Greetings.  I have taken over from Rich Kulawiec the maintenance of
the \"List of Periodic Informational Postings\" that is posted
regularly in the Usenet newsgroups news.lists and news.answers.
As the title implies, his posting contains a list of the various
informational postings that appear periodically on the USENET.

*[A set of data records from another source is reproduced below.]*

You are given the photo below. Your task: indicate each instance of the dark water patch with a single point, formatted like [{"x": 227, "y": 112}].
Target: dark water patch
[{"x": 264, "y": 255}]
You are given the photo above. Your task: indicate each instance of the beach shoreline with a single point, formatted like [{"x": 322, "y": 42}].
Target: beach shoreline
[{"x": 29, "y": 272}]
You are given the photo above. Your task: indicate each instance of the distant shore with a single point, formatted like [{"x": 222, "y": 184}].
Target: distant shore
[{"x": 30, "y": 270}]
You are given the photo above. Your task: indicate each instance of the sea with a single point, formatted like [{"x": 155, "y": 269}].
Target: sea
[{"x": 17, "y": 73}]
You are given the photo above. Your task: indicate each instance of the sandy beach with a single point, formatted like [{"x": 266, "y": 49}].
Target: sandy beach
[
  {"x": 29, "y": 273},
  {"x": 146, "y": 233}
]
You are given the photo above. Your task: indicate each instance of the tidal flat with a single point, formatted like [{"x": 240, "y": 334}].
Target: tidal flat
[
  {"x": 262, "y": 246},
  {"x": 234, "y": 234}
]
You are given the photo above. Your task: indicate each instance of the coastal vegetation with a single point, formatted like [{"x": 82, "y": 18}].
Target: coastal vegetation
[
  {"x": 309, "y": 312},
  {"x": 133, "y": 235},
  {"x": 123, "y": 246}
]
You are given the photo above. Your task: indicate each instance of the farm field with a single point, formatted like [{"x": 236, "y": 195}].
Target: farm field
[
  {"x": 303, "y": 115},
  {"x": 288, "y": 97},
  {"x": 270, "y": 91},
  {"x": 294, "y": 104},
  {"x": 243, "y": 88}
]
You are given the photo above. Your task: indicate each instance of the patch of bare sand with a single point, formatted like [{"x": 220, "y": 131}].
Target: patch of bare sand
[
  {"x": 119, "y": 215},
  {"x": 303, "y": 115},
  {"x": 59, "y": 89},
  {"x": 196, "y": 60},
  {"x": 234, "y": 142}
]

As part of the maintenance of the list, I am trying to confirm the
validity of each entry in the list.  I am doing so by comparing the
entries in the list to the contents of the automatically generated
posting archive on rtfm.mit.edu [18.172.1.27], which is
accessible either via anonymous ftp in /pub/usenet or by mail, through
requests sent to mail-server@rtfm.mit.edu.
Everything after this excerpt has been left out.